Doria, who issued an internal "DO NOT REPORT" memo about this story that was leaked to other news outlets, understands how it looks.
"We can't win the perception game on this," he told me.
OK, but perception game aside, what was his reasoning?
"This wasn't about not respecting or not wanting to credit Jay Glazer," Doria said. "We have credited Glazer on many stories. If this had been a routine trade or injury story broken by another news outlet, we would have run it, attributed it to the other outlet, then tried to confirm and advance the story. But when a story involves criminal allegations or issues that impugn character, and when there is no track record of similar behavior by the individual targeted by the story, we don't report it without further confirmation on our part.

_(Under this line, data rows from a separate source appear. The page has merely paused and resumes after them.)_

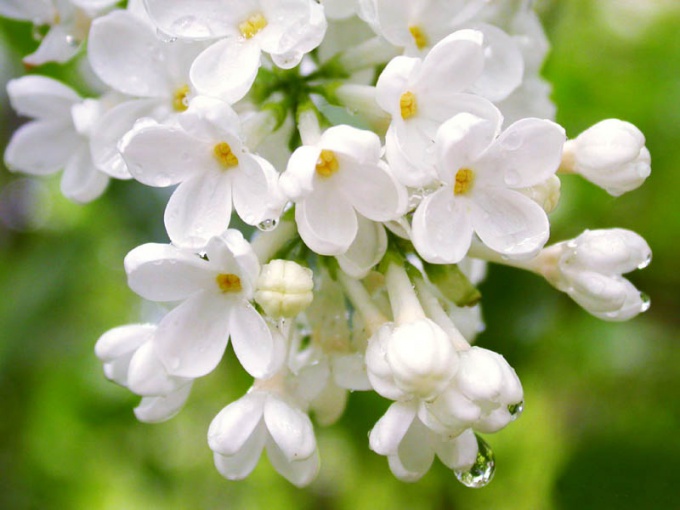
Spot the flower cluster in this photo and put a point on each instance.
(380, 153)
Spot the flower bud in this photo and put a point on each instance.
(611, 154)
(284, 288)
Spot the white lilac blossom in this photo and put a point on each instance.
(205, 154)
(376, 199)
(611, 154)
(481, 172)
(227, 68)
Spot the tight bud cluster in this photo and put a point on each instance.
(375, 177)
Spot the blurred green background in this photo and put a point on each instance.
(602, 417)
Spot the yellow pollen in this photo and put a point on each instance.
(327, 164)
(228, 282)
(419, 36)
(408, 105)
(465, 178)
(179, 99)
(252, 26)
(224, 155)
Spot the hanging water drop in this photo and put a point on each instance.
(646, 302)
(516, 410)
(268, 225)
(481, 472)
(645, 262)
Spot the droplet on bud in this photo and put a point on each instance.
(646, 302)
(268, 225)
(516, 410)
(481, 472)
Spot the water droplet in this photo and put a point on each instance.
(646, 302)
(72, 41)
(481, 472)
(646, 262)
(516, 410)
(165, 37)
(268, 225)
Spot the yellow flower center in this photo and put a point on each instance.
(179, 98)
(408, 105)
(224, 155)
(228, 282)
(465, 178)
(252, 26)
(419, 36)
(327, 164)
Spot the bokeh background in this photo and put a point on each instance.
(602, 417)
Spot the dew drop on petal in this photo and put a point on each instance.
(516, 410)
(646, 302)
(268, 225)
(481, 472)
(645, 262)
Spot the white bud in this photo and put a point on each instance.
(610, 154)
(422, 358)
(284, 288)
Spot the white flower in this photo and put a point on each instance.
(610, 154)
(68, 22)
(284, 288)
(589, 269)
(206, 156)
(485, 395)
(244, 29)
(410, 446)
(57, 138)
(421, 95)
(126, 55)
(130, 360)
(264, 419)
(481, 173)
(336, 179)
(215, 292)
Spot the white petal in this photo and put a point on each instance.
(300, 472)
(126, 55)
(41, 97)
(82, 182)
(367, 249)
(253, 341)
(508, 222)
(199, 209)
(226, 69)
(442, 227)
(389, 431)
(452, 65)
(241, 464)
(527, 153)
(161, 272)
(161, 156)
(236, 423)
(373, 191)
(158, 409)
(326, 222)
(503, 65)
(41, 147)
(191, 338)
(290, 428)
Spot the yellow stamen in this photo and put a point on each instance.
(252, 26)
(327, 164)
(465, 178)
(179, 98)
(408, 105)
(419, 36)
(228, 282)
(224, 155)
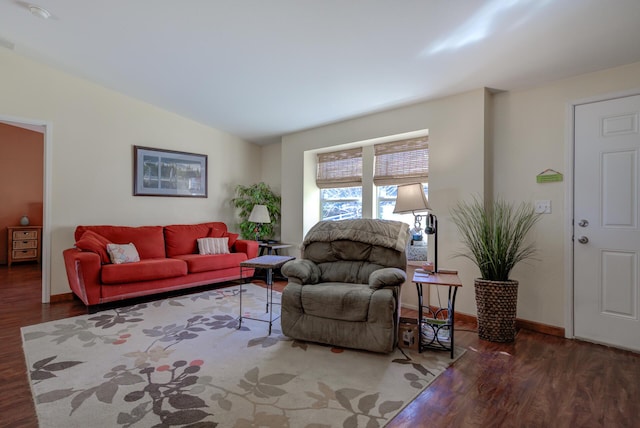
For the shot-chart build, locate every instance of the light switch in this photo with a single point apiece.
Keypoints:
(543, 206)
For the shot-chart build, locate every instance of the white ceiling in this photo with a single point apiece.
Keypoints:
(263, 68)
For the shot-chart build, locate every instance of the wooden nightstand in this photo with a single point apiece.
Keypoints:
(24, 244)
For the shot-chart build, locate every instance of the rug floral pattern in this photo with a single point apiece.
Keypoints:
(184, 362)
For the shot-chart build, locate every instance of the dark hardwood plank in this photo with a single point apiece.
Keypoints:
(538, 381)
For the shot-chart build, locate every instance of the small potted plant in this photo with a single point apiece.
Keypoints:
(256, 194)
(494, 235)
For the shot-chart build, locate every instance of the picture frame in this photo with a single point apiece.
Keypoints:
(158, 172)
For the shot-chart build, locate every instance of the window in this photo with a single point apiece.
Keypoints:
(341, 203)
(399, 162)
(339, 177)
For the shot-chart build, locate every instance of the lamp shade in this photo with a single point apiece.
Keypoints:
(259, 214)
(411, 198)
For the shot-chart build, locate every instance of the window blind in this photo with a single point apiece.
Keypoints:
(340, 169)
(401, 162)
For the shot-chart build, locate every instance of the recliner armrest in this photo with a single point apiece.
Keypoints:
(301, 271)
(387, 277)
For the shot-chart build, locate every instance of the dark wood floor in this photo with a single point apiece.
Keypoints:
(537, 381)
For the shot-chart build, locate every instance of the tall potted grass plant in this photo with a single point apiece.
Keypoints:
(494, 235)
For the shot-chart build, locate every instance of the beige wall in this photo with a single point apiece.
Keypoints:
(93, 131)
(531, 135)
(456, 148)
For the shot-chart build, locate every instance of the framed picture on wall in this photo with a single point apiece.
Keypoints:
(158, 172)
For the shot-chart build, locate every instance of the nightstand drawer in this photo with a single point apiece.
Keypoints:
(25, 254)
(21, 245)
(25, 234)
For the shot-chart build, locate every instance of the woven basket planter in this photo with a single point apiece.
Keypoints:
(496, 302)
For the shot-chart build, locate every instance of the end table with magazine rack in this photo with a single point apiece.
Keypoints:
(269, 263)
(437, 322)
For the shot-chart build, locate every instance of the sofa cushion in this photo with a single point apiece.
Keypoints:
(213, 245)
(149, 240)
(144, 270)
(220, 233)
(91, 241)
(123, 253)
(208, 262)
(182, 238)
(337, 300)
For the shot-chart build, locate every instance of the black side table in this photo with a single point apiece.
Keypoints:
(263, 262)
(436, 323)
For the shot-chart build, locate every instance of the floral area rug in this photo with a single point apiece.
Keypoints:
(183, 361)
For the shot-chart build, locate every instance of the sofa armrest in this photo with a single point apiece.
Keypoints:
(301, 271)
(250, 248)
(83, 273)
(387, 277)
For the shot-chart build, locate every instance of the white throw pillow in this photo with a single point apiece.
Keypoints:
(123, 253)
(213, 245)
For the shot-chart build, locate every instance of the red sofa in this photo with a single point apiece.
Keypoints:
(169, 260)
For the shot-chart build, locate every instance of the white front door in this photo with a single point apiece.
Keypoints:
(606, 226)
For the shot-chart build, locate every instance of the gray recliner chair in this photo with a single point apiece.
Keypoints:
(345, 290)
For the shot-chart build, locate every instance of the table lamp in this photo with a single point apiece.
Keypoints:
(259, 215)
(411, 199)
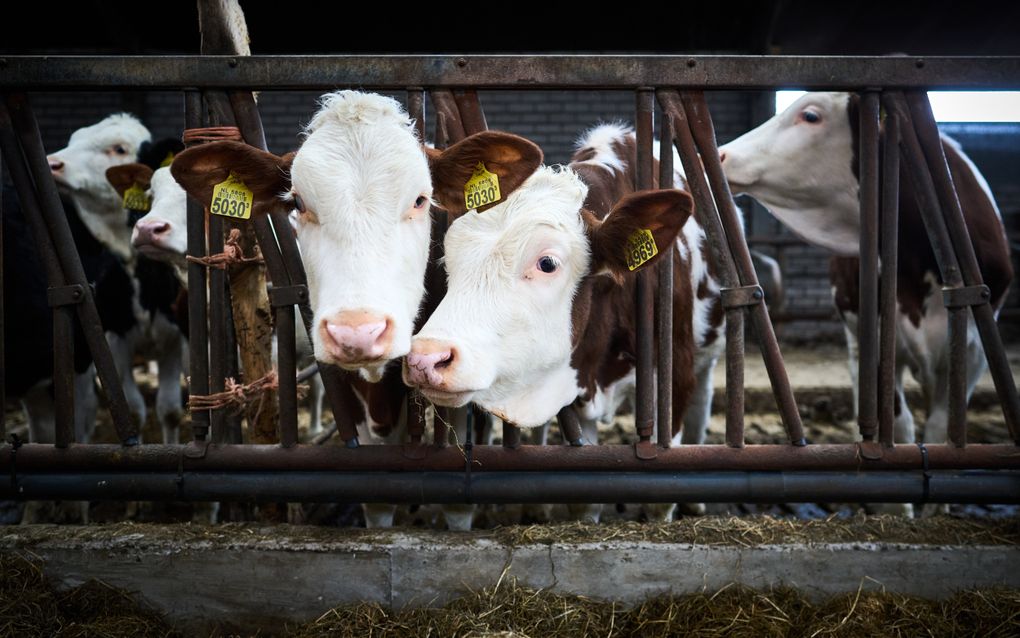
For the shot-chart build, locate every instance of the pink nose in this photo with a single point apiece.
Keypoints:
(150, 233)
(354, 337)
(428, 363)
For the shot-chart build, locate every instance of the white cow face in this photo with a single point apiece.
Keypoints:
(80, 169)
(504, 334)
(799, 165)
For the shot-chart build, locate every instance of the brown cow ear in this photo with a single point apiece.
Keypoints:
(200, 168)
(465, 174)
(639, 231)
(126, 176)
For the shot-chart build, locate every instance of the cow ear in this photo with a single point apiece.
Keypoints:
(200, 168)
(126, 176)
(465, 174)
(639, 231)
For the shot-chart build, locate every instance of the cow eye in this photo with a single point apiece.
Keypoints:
(811, 116)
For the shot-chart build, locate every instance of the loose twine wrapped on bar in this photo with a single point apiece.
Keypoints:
(233, 252)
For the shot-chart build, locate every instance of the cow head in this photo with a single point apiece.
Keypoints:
(80, 170)
(799, 164)
(504, 334)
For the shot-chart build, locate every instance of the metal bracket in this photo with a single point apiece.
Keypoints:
(646, 450)
(288, 295)
(965, 296)
(742, 296)
(65, 295)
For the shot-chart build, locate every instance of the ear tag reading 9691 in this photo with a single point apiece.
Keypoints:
(231, 198)
(481, 189)
(137, 199)
(641, 248)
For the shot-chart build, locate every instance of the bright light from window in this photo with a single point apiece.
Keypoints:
(951, 105)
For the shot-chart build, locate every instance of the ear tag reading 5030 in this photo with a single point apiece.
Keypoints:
(232, 198)
(641, 248)
(481, 189)
(137, 199)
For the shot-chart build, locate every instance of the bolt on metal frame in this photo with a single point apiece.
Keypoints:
(677, 84)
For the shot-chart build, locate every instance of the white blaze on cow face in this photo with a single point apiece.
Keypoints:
(362, 190)
(506, 319)
(80, 169)
(799, 165)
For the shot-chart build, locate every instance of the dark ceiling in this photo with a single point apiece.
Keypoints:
(793, 27)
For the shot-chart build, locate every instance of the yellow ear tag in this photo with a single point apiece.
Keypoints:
(137, 199)
(481, 189)
(641, 248)
(231, 198)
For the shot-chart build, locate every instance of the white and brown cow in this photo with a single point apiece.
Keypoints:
(540, 308)
(362, 189)
(802, 165)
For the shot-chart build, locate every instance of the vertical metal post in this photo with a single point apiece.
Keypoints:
(645, 400)
(27, 129)
(664, 309)
(927, 134)
(868, 305)
(704, 134)
(889, 265)
(198, 328)
(719, 253)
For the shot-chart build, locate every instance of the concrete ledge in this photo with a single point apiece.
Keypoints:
(266, 577)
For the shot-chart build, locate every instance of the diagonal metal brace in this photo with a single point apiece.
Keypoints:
(288, 295)
(966, 296)
(65, 295)
(741, 296)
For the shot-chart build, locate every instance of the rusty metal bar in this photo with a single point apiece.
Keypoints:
(867, 326)
(719, 254)
(837, 457)
(889, 264)
(704, 134)
(198, 327)
(927, 134)
(490, 71)
(644, 290)
(24, 126)
(664, 309)
(499, 487)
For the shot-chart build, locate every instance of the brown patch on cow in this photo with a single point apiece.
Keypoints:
(511, 157)
(126, 176)
(200, 168)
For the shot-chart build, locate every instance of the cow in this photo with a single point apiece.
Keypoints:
(802, 165)
(360, 185)
(540, 310)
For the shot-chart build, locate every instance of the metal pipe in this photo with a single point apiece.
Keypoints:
(198, 327)
(927, 134)
(395, 72)
(704, 134)
(497, 487)
(644, 289)
(27, 129)
(836, 457)
(889, 265)
(867, 331)
(664, 309)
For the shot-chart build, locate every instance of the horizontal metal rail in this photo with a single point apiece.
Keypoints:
(530, 487)
(837, 457)
(506, 71)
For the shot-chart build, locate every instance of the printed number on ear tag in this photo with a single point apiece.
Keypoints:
(232, 198)
(137, 199)
(641, 248)
(481, 189)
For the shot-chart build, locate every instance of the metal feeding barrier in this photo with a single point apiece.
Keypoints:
(215, 465)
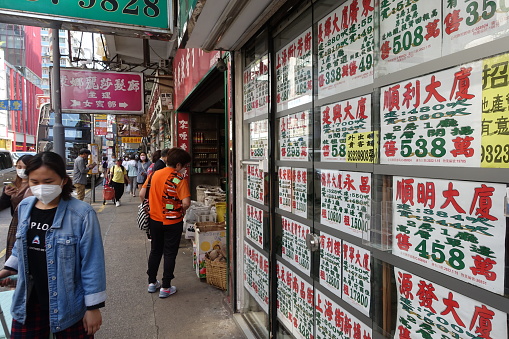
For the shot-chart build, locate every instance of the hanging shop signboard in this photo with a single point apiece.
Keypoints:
(453, 227)
(472, 23)
(284, 175)
(256, 276)
(86, 91)
(294, 72)
(256, 88)
(294, 302)
(300, 192)
(428, 310)
(258, 139)
(255, 184)
(254, 225)
(332, 321)
(411, 33)
(345, 48)
(434, 119)
(294, 136)
(338, 120)
(346, 201)
(293, 246)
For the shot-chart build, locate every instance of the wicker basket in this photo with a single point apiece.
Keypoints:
(216, 273)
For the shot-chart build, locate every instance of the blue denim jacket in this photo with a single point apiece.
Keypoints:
(75, 261)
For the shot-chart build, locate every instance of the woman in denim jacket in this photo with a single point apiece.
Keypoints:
(58, 256)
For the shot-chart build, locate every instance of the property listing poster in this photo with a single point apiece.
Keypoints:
(345, 48)
(474, 22)
(284, 176)
(428, 310)
(254, 225)
(346, 201)
(255, 184)
(454, 227)
(258, 139)
(495, 112)
(294, 302)
(434, 119)
(357, 277)
(340, 119)
(256, 88)
(294, 72)
(300, 192)
(410, 33)
(294, 136)
(256, 276)
(334, 322)
(294, 247)
(330, 263)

"We felt this story called Favre's character into question, and we couldn't confirm it. Favre had a text exchange with [ESPN senior NFL analyst] Chris Mortensen, saying it wasn't so, and the Lions said they had no knowledge of it. We couldn't go to Glazer's sources, because he didn't name them, and the original lack of detail about what was said suggested to me they were secondary sources. They could have been anybody in the NFL."
Why didn't ESPN just report Favre's denial to Mortensen?
"When allegations are made against somebody," Doria said, "with no confirmation or evidence on our part, and you go to the person and get a denial, and then use the denial to you as justification for putting the allegations out there -- to me, that has always seemed an unethical way to get a story out if it involves a matter of character."